Grid Researchers Heed the Need for Speed
High-performance computing with adapted algorithm makes grid tool twice as fast
The nation's complex power grid requires speedy, informed decision-making, both for day-to-day operations and longer-term planning.
In a recent project, Pacific Northwest National Laboratory researchers, in concert with counterparts at General Electric and Southern California Edison, developed and applied high-performance computing (HPC) techniques to increase the speed of GE’s Positive Sequence Load Flow (PSLF) dynamic simulation tool by nearly 200 percent. The improvements move PSLF closer to real-time simulations, which enhance the ability to predict grid operations. The two-year effort was funded by the U.S. Department of Energy’s Office of Electricity Delivery and Energy Reliability.
Algorithm Adapted to Improve Tool
A longstanding grid industry resource, PSLF reflects more than three decades of development. In addition to dynamic simulation, the tool performs power flow and contingency analyses. GE felt advanced computing capabilities, applied to the tool, could make PSLF faster, strengthening the impact of dynamic simulation, benefitting grid operations and planning and, ultimately, helping prevent blackouts and other failures.
A key PNNL contribution to the project involved identification of an algorithm—known as a fast linear solver—for incorporation into PSLF. After surveying industry, universities and other organizations to find and evaluate promising candidates, PNNL researchers identified one that seemed a good fit for PSLF, and helped GE adapt the solver to the tool. GE tested the enhanced PSLF product on its own workstations, and then remotely accessed a PNNL Institutional Computing resource, the BigMem computer, for further verification and validation.
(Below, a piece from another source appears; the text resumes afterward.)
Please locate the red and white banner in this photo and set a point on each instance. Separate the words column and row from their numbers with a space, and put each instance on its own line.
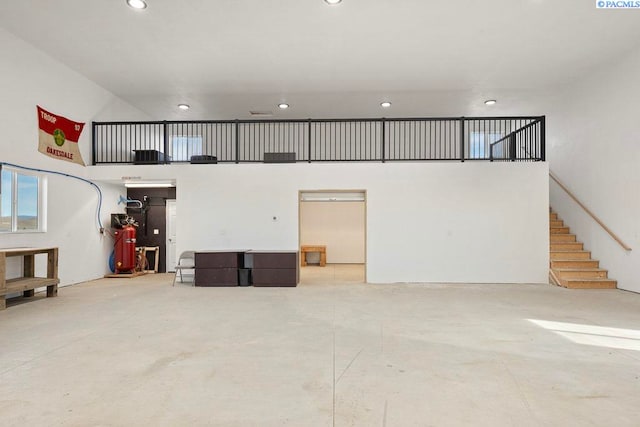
column 59, row 137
The updated solver generously increased PSLF’s overall speed. “Testing demonstrated that the speedup was twice as fast using four computer processors, and subsequent evaluation has confirmed the increase,” says PNNL’s Ruisheng Diao, adding, “This kind of advance is important because it reduces the amount of time needed to determine the best solutions for addressing a range of grid challenges.”